A few people have mentioned about setting the offset to get ride of horns. Does anyone know what setting the offset does? Perhaps if I understood what it does it would help the matter.

We all know weeding is a pain, but some areas of my letters and or graphics don't get cut at all (about 1/16"). I have to yank or cut with an exacto knife. I double check to see if the cutting line (blue) in the software is broken but it isn't.

I've tried all different force setting, blades and cutting speeds but I can't get rid of them. I'm hoping the offset will help.

This is happening on all kinds of vinyl products and it's making me wish that I became a plumber like mom used to tell me 

Anyone else have this problem?


----------



## 2STRONG (Oct 17, 2007)

I Dont Really Think The Offset Willl Help If Im Not Mistaken All The Offset Does Is Bring You Lines A Little In Or Out. What Are You Cutting. Im Using Eco From Imprintables And Have Not Had A Problem Yet.


----------



## rmsigns (Oct 28, 2007)

not sure about setting the offset but let me ask you a question. is the part that isn't getting cut at the top of the graphics or at the very edge of the viny? if that's the case then you need to set different parameters. 
meaning say for example when you load your vinly into the cutter and it asks you if you are using a sheet or roll.. and you click piece then there might not be enough room to cut what you want, try saying roll and that way the machine thinks there is ampule. 
m


----------



## pawsflorida (Jul 21, 2007)

No, it's not near the edges. That's what drives me nuts. Yes, I've cut ecofilm and it still does that, but that is so thin it pulls off easy.


----------



## rrc62 (Jun 2, 2007)

Knife offset is to compensate for the fact that the knife point, which is what actually does the cutting, trails behind the knife centerline slightly. If you're contours are not closing completely, especially in fine detail, this is usually the problem.

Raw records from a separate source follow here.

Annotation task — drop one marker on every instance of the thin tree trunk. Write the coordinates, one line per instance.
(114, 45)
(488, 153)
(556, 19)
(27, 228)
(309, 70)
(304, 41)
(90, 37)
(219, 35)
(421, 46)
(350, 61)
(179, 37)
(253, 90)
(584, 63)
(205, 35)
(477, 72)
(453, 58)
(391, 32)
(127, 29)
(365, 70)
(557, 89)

Roland specs .009 for their knives. .01 is close enough. You can experiment up or down from there, but I use .1, which solved the problem for me.


----------



## rmsigns (Oct 28, 2007)

i've never had to adjust my offset before, but i do know it can be frustrating when the damn cutter isn't working (i had other problems) so great advice ross and i hope that fixes it for you mike.... good luck!!


----------



## pawsflorida (Jul 21, 2007)

Great! Thanks for the explanation. It makes more sense now.


----------